Arena Layout and Match Scale

Across modes, the arenas tend to funnel players into close engagement ranges. Many spaces are built from corridors, chokepoints, and contained rooms rather than wide-open fields. This design keeps action frequent and reduces downtime, but it can also make fights blur together, particularly when multiple abilities overlap in tight quarters. The pacing becomes a series of collisions rather than a gradual build into larger battlefield moments.

Match size also reinforces that arena feel. With a maximum of 10v10, Mirage rarely reaches the “battle” scale some players might expect from Torn Banner’s reputation. The upside is that individual decisions matter more, and coordinated pushes can swing objectives quickly. The downside is that it can feel like two squads skirmishing repeatedly in the same lanes, especially on maps where flanks are limited and most rotations are predictable.

Art Style Versus Violence

One of Mirage’s most noticeable traits is the contrast between its bright, almost playful presentation and the brutality of its combat. The environments are colorful and saturated, and the character designs lean more stylized than gritty. That makes the game readable in motion and gives it a distinct tone, but it also creates a strange clash when dismemberment and blood effects kick in during a brawl.

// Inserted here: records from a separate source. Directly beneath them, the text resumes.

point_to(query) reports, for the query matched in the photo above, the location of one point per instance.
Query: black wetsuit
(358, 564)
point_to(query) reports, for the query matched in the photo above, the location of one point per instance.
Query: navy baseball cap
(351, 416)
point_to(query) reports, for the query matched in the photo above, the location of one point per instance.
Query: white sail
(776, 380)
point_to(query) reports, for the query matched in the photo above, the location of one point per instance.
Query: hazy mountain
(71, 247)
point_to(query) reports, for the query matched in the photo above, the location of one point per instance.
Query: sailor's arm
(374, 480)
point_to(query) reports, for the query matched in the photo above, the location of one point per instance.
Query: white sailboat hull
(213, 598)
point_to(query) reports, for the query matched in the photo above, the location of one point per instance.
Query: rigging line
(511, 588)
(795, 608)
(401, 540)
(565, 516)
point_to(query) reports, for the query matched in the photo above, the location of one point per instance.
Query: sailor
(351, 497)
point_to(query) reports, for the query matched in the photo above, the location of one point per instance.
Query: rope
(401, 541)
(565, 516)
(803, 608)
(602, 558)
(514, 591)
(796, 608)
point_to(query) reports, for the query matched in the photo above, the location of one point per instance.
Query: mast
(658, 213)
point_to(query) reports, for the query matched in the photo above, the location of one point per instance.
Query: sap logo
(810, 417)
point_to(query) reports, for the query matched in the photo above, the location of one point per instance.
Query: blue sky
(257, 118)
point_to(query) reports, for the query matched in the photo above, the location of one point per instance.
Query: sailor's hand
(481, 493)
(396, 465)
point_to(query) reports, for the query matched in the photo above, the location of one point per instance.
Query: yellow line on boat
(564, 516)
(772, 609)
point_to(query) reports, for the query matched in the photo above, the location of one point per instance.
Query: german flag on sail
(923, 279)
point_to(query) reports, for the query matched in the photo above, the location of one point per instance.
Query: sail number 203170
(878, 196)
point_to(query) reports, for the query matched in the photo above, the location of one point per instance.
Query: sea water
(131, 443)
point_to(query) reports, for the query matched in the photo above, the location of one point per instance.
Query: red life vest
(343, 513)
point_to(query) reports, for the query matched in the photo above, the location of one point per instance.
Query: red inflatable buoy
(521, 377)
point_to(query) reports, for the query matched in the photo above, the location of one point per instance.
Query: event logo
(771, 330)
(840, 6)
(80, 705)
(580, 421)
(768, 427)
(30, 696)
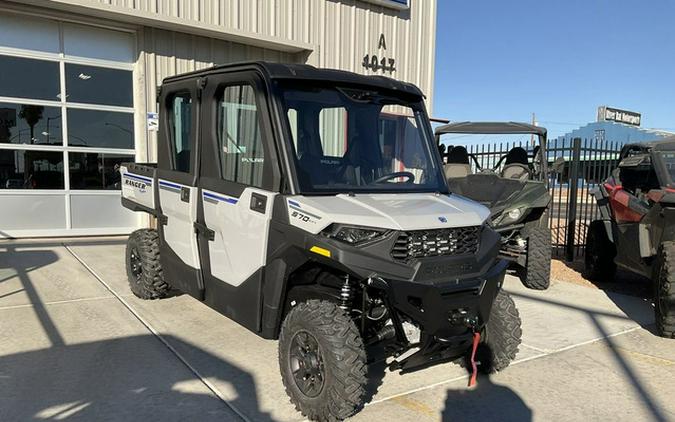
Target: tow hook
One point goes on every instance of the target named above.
(474, 365)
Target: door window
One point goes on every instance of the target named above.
(180, 116)
(240, 147)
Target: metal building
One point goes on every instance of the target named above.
(79, 80)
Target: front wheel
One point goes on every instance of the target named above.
(537, 271)
(501, 337)
(143, 267)
(323, 361)
(664, 291)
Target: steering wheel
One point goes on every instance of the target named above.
(406, 174)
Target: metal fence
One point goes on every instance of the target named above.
(588, 162)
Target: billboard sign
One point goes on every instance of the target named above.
(609, 114)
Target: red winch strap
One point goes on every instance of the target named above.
(474, 367)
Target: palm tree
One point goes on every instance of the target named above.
(32, 115)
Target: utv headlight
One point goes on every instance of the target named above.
(354, 235)
(509, 217)
(514, 214)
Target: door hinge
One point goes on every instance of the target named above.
(202, 230)
(201, 84)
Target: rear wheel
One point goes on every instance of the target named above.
(599, 255)
(323, 361)
(143, 268)
(501, 337)
(664, 291)
(537, 271)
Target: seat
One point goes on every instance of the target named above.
(515, 165)
(458, 163)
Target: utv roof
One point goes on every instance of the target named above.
(662, 144)
(304, 72)
(497, 128)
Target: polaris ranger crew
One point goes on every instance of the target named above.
(310, 206)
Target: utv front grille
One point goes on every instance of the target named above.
(440, 242)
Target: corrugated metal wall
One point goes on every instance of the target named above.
(167, 53)
(342, 31)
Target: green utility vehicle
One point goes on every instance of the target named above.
(514, 189)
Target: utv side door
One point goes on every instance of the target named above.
(629, 206)
(177, 193)
(239, 179)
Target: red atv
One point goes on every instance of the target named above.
(637, 227)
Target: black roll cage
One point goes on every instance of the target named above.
(499, 128)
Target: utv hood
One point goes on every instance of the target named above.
(498, 193)
(406, 211)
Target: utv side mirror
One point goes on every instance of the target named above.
(557, 165)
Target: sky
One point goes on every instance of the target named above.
(504, 60)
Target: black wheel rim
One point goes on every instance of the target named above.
(660, 299)
(307, 364)
(135, 264)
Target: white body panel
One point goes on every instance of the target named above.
(138, 188)
(405, 211)
(179, 232)
(239, 248)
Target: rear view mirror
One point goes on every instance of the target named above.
(557, 165)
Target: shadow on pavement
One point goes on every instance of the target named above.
(132, 378)
(129, 378)
(485, 402)
(635, 310)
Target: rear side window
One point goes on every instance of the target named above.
(240, 146)
(180, 116)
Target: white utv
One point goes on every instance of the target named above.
(310, 206)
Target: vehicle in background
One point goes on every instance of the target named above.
(514, 188)
(636, 229)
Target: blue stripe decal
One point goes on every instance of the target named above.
(139, 178)
(169, 185)
(305, 212)
(220, 198)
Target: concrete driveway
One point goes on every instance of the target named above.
(75, 344)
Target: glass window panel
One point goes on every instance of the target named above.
(30, 124)
(242, 157)
(98, 43)
(29, 33)
(91, 170)
(29, 78)
(102, 129)
(181, 127)
(94, 211)
(20, 169)
(98, 85)
(333, 131)
(32, 212)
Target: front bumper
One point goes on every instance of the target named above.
(447, 313)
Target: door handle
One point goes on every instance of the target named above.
(202, 230)
(258, 203)
(185, 194)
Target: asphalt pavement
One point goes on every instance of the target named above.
(75, 344)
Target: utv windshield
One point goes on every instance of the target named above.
(353, 140)
(665, 164)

Compared to Chivalry, the gore can feel less pronounced, and the visual impact of kills sometimes lands softer than the mechanics suggest. Another readability issue is that team colors and costumes can blend into similarly hued environments, which can make quick target identification harder during chaotic pushes. When everyone is moving fast and abilities are firing, visual clarity becomes a bigger deal than it first appears.

Final Verdict – Good

Mirage: Arcane Warfare delivers an entertaining mix of first-person melee and spell-driven class play, and it can be genuinely hilarious and intense when teams collide around an objective. Its biggest strength is also its most divisive feature: abilities frequently take center stage, which changes the feel of combat away from pure weapon mastery. Combined with compact arenas and smaller match sizes, the game plays more like a tight arena brawler than a sprawling battlefield experience.

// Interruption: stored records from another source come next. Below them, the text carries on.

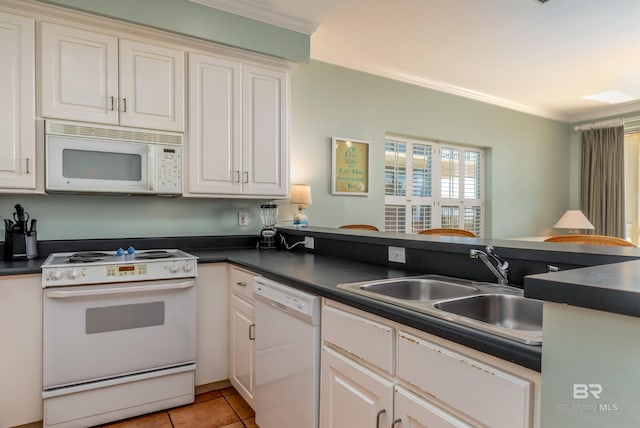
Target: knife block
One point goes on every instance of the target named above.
(20, 246)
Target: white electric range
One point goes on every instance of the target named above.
(118, 334)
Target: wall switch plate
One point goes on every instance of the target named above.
(309, 242)
(396, 254)
(242, 218)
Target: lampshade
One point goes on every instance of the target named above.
(573, 219)
(301, 194)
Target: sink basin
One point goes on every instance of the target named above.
(419, 289)
(501, 310)
(492, 308)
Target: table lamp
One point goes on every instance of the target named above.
(301, 195)
(574, 220)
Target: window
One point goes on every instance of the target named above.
(431, 185)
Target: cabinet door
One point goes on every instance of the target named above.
(21, 355)
(242, 347)
(215, 119)
(17, 98)
(487, 394)
(151, 86)
(79, 77)
(265, 168)
(351, 395)
(412, 411)
(211, 323)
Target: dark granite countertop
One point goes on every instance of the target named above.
(611, 282)
(611, 288)
(320, 275)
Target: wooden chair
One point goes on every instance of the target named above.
(590, 240)
(360, 226)
(448, 232)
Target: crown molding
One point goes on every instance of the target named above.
(336, 59)
(253, 10)
(604, 112)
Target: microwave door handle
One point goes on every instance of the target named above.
(66, 294)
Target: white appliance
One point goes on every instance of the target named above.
(118, 334)
(84, 157)
(287, 387)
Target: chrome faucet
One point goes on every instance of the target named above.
(501, 268)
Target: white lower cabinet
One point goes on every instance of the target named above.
(21, 350)
(353, 396)
(412, 411)
(431, 382)
(242, 333)
(211, 324)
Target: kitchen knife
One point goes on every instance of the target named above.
(32, 228)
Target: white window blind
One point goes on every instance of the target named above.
(445, 186)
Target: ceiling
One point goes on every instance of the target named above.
(538, 58)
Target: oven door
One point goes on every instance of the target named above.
(100, 331)
(93, 165)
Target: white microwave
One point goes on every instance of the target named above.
(92, 158)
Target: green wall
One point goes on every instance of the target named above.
(195, 20)
(527, 162)
(528, 177)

For players who want Torn Banner-style first-person slashing with a stronger emphasis on class kits and flashy tools, Mirage has a clear appeal. For those chasing the heavier, more grounded melee focus and large-scale chaos associated with Chivalry, it may not provide the same kind of long-term pull.

System Requirements

Mirage: Arcane Warfare Requirements

Minimum Requirements:

Operating System: Windows XP 32 bit
CPU: Core 2 Duo E4600 2.4GHz or Athlon 64 X2 Dual Core 5200+
RAM: 2 GB RAM
Video Card: GeForce 8600 GS or Radeon HD 3400 Series
Hard Disk Space: 7 GB Free Space

Recommended Requirements:

Operating System: Windows 7 64 bit
CPU:Core 2 Quad Q6600 2.4GHz or Athlon II X4 615e
RAM: 4 GB RAM
Video Card: GeForce GTX 460 768MB or Radeon HD 5850 1024MB
Hard Disk Space: 9 GB Free Space

Music

Mirage: Arcane Warfare Music & Soundtrack

Coming Soon!

Additional Info

Mirage: Arcane Warfare Additional Information

Developer: Torn Banner Inc.
Publisher: Torn Banner Inc.

Game Engine: Unreal Engine 4

Closed Beta: March 27, 2017
Release Date: May 23, 2017

Shut Down Date: May 31, 2018

Development History / Background:

Mirage: Arcane Warfare is developed by Torn Banner Inc., the same studio that developed Chivalry: Medieval Warfare. Work on the project started in Spring, 2014, with the team aiming for a buy-to-play release priced at $29.99. Built in Unreal Engine 4, Mirage: Arcane Warfare moved into a Steam-based Closed Beta on March 27, 2017, and players who pre-purchased were granted immediate access to that testing period. The full release followed on May 23, 2017.

Mirage: Arcane Warfare shut down on May 31, 2018, with Torn Banner Inc. citing “GDPR” as the reason.